One of the advantages of this method is that users can choose a desired number of subsystems when considering decomposing a large process into smaller units. Another major advantage is that the proposed method can deal with processes of very large scales efficiently by applying graph-theory-based concepts and algorithms; these are very favorable from an application point of view.

The effectiveness and applicability of the proposed approach were illustrated using two large industrial processes with different complexities. Specifically, the approach that Dr. Yin and Dr. Yin proposed is applied to a rector-separator process and a large-scale wastewater treatment process to establish subsystem structures that can be directly used for developing monitoring and control systems in a distributed architecture. Through the use of a folding algorithm, it allows finding the optimal subsystem structure while it can more appropriately handle the constraints on the subsystem structure. The study by Dr. Yin and Dr. Liu is the first to address subsystem decomposition for simultaneous distributed estimation and control, which will advance the design and development of high-performance monitoring and control systems for large-scale industrial processes.

About the author

Dr. Xunyuan Yin is currently a Post-Doctoral Fellow with the Department of Chemical and Materials Engineering, University of Alberta in Edmonton, AB, Canada. He received the Ph.D. degree in process control from the University of Alberta in 2018, and received the B.Sc. and M.S. degrees from the Department of Control Science and Engineering, Harbin Institute of Technology, Harbin, China, in 2010 and 2012, respectively.

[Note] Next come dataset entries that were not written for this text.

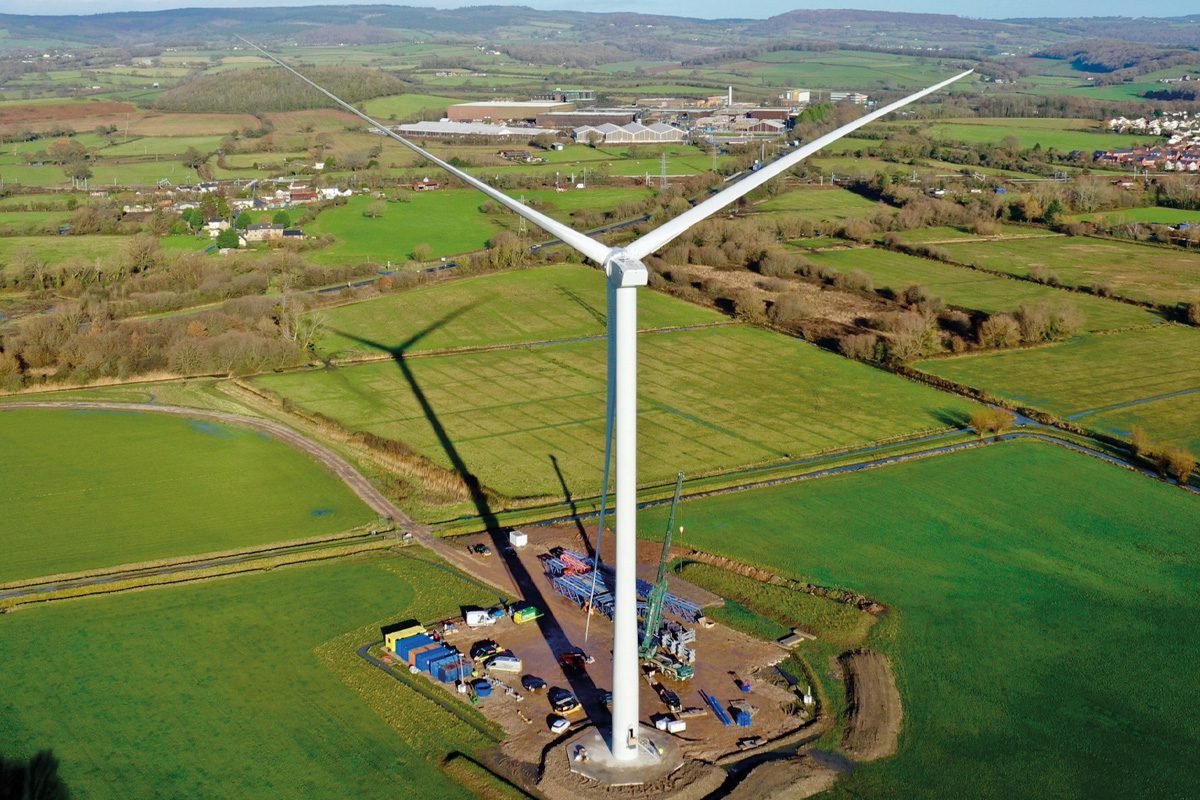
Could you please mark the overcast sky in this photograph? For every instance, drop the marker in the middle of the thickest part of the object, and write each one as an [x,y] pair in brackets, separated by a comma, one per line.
[711,8]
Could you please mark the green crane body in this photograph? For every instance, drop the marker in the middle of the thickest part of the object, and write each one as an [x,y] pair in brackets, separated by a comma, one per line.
[653,617]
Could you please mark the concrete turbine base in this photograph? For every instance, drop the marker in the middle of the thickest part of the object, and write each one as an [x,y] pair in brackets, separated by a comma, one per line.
[658,756]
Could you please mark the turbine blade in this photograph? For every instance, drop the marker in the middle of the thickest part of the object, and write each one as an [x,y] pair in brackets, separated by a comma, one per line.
[592,248]
[701,211]
[609,420]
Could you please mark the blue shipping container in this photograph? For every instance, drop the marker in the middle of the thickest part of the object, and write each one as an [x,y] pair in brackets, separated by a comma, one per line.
[447,657]
[425,656]
[406,645]
[451,671]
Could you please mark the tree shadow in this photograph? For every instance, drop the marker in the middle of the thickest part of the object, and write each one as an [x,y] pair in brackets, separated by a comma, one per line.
[953,417]
[552,631]
[574,507]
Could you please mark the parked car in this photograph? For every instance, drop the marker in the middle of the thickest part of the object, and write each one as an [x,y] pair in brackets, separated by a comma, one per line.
[484,648]
[563,701]
[533,684]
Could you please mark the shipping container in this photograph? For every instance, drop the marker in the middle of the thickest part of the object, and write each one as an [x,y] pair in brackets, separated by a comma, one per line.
[417,651]
[527,614]
[445,657]
[406,645]
[397,631]
[424,657]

His research interests include distributed state estimation and control, subsystem decomposition, model order reduction and the application to large-scale processes, including wastewater treatment, post-combustion CO2 capture and agricultural irrigation systems. He was a recipient of a few prestigious awards, including Outstanding Reviewer for IEEE Transactions on  Automatic Control, Outstanding Reviewer for IEEE Transactions on Cybernetics, Izaak Walton Killam Memorial Scholarship, Alberta Innovates Graduate Student Scholarship and TW Fraser and Shirley Russell Teaching Fellowship.

Reference

Yin, X., & Liu, J. (2019). Subsystem decomposition of process networks for simultaneous distributed state estimation and control. AIChE Journal, 65(3), 904-914.